This is of major importance in Britain at the moment with unrelenting pressure being exerted by organised activists to allow a change in the law so that a direct action of a healthcare professional with the intention to end the life of a patient is permitted under the law.
Various circumstances are described including that of the terminally ill patient, whose symptom control is excellent, but who wishes to end their life more rapidly than their prognosis suggests or the situation of a terminally ill patient whose symptom control is not adequate. Otherwise, a patient may not be terminally ill but may find their physical, psychological or emotional condition unbearable and want to end their life. These involve voluntary euthanasia.
Non-voluntary euthanasia may be promoted by others who know the patient and attempt to demonstrate that they know what the decision of the patient would have been, considering a hypothetical situation before they became ill and lost capacity. These situations do not always include the provision of an ‘advance directive’ or any written form of statement of patient wishes. The inclusion of evidence of reported conversations with patients when they had capacity has an added risk of abuse.
Involuntary euthanasia has been increasingly witnessed in countries where healthcare professionals are permitted to administer voluntary euthanasia, this has eroded patients’ rights until they are euthanized without ever having expressed a wish for this. In these countries, there are an increasing number of reports of patients being euthanized after previously expressing their opposition to the practice.
The publicity given to distressed individuals, who become tools for campaigners for law change but may have the capacity to state their case, belies that of the more usual vulnerable and less articulate elderly patient healthcare professionals meet on a daily basis. We all know patients who could be manipulated, when faced with treatment and social support decisions, so that they cost less time, care and State funding.
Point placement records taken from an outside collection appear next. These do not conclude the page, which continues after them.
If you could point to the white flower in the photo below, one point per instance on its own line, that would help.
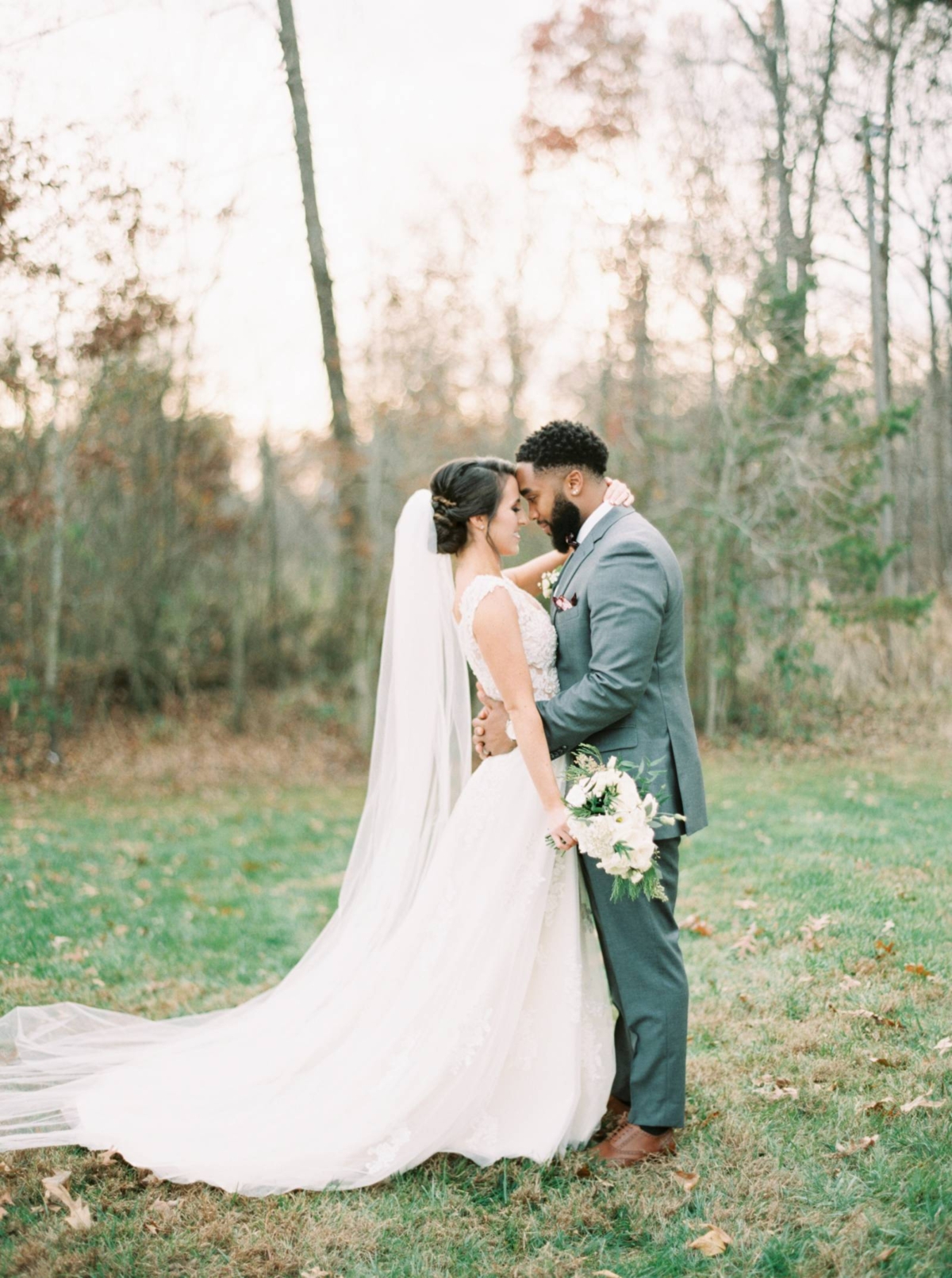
(577, 795)
(547, 581)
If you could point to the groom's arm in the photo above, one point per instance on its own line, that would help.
(628, 593)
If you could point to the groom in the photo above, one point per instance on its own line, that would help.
(619, 611)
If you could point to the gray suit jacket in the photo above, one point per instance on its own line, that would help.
(621, 661)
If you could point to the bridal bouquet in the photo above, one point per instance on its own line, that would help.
(612, 818)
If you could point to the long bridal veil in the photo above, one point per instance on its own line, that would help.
(56, 1058)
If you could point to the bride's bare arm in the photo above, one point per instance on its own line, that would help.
(496, 631)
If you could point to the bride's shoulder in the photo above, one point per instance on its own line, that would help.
(476, 591)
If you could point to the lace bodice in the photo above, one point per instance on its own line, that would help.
(535, 625)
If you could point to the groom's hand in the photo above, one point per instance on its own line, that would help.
(489, 727)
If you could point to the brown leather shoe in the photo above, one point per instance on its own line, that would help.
(630, 1144)
(615, 1115)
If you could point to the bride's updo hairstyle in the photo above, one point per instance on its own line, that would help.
(460, 489)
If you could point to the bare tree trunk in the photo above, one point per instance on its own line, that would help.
(272, 551)
(56, 611)
(351, 506)
(240, 633)
(881, 355)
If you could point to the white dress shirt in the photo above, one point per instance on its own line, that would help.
(600, 512)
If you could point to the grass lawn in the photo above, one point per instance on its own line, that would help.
(820, 965)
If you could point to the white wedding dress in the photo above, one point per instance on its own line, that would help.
(456, 1001)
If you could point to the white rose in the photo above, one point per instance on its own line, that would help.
(577, 795)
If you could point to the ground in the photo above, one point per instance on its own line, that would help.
(817, 928)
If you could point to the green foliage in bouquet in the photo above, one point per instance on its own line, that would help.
(604, 795)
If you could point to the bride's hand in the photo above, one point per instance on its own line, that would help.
(617, 493)
(559, 830)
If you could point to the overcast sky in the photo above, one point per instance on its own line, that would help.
(407, 100)
(412, 102)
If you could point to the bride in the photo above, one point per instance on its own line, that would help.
(455, 1002)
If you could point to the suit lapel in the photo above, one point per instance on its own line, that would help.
(583, 552)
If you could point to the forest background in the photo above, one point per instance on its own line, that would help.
(732, 259)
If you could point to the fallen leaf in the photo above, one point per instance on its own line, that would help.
(887, 1106)
(713, 1242)
(777, 1090)
(747, 945)
(715, 1113)
(56, 1188)
(922, 1102)
(701, 927)
(165, 1207)
(864, 1014)
(855, 1146)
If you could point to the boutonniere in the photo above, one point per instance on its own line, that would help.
(562, 604)
(548, 581)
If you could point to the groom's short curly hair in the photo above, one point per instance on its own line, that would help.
(564, 445)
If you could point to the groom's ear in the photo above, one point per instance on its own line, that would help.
(574, 482)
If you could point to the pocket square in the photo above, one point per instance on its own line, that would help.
(564, 604)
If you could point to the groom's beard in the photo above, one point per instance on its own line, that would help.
(565, 523)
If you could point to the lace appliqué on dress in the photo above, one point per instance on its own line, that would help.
(536, 627)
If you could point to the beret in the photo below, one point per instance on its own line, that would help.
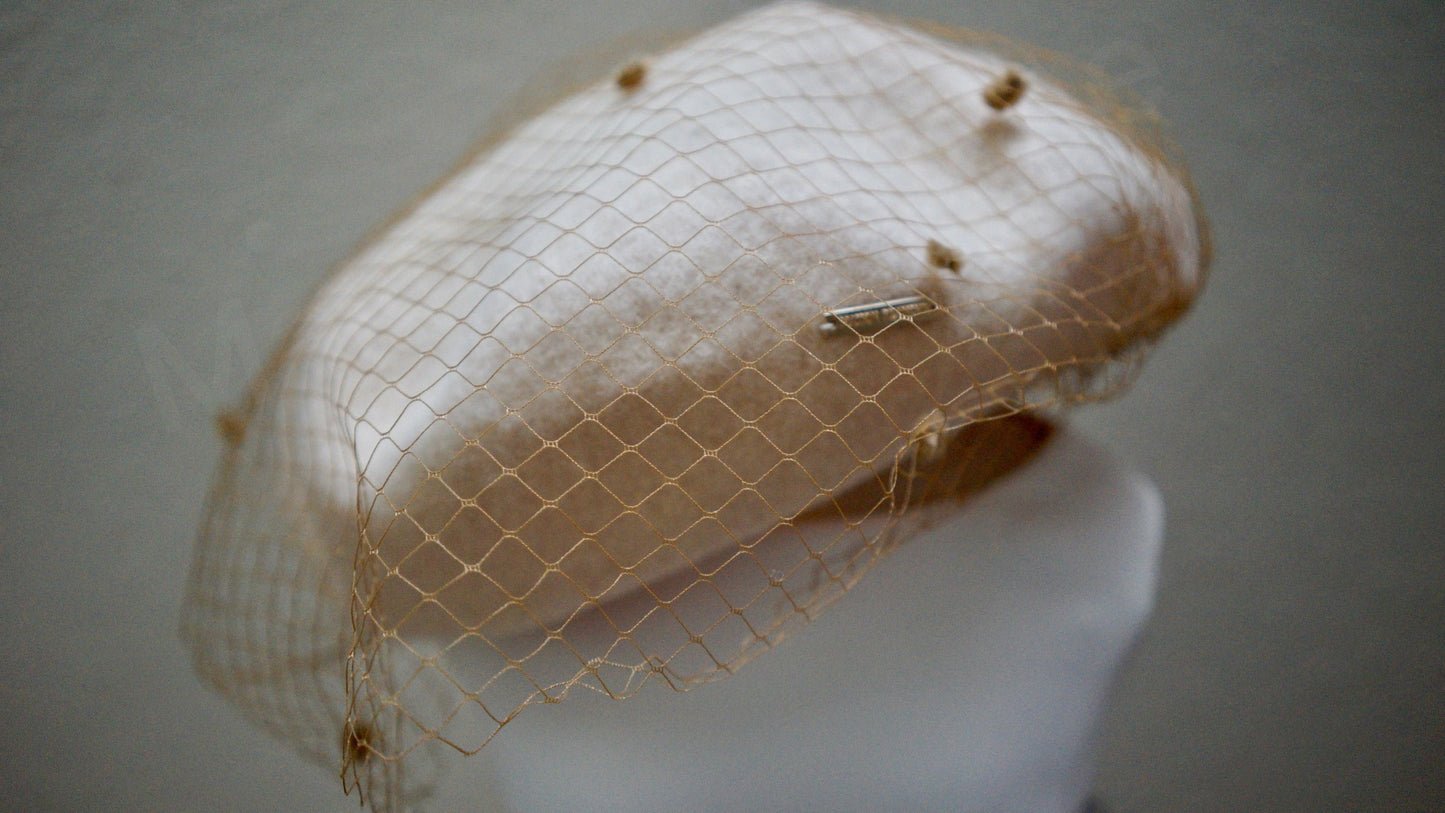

At a time when family members are stressed, worried about their jobs and the financial welfare of their children, we need to be aware that historically in Britain it is always in times of recession that eugenics and pro-euthanasia movements have gained strength as the State has withdrawn effective support. Philosophically, British ethicists, scientists and healthcare professionals have been prominent and influential pro-euthanasia protagonists in the international debate since the late nineteenth century.
When junior doctors have to prescribe regular drinks of water on drug charts to ensure that their frail patients do not dehydrate and deteriorate until moribund, it says as much about the understaffing of wards and exhaustion of nurses and healthcare assistants as it does about the patchy phenomenon of lack of basic care so publicised by the media after a damning, recent report on standards of care for the elderly in the NHS.
It is a truism that we can provide to others what we have received ourselves. When so many healthcare professionals today are survivors of a British abortion rate of between one in five and one in three of all established pregnancies, they have been on the receiving end of conditional regard by society. Such a society can become psychically damaged so that even those who enter healthcare find it difficult to be patient with those, who are less attractive or less productive to the State. Catholics are not immune from this slide into lack of compassion and respect for the vulnerable.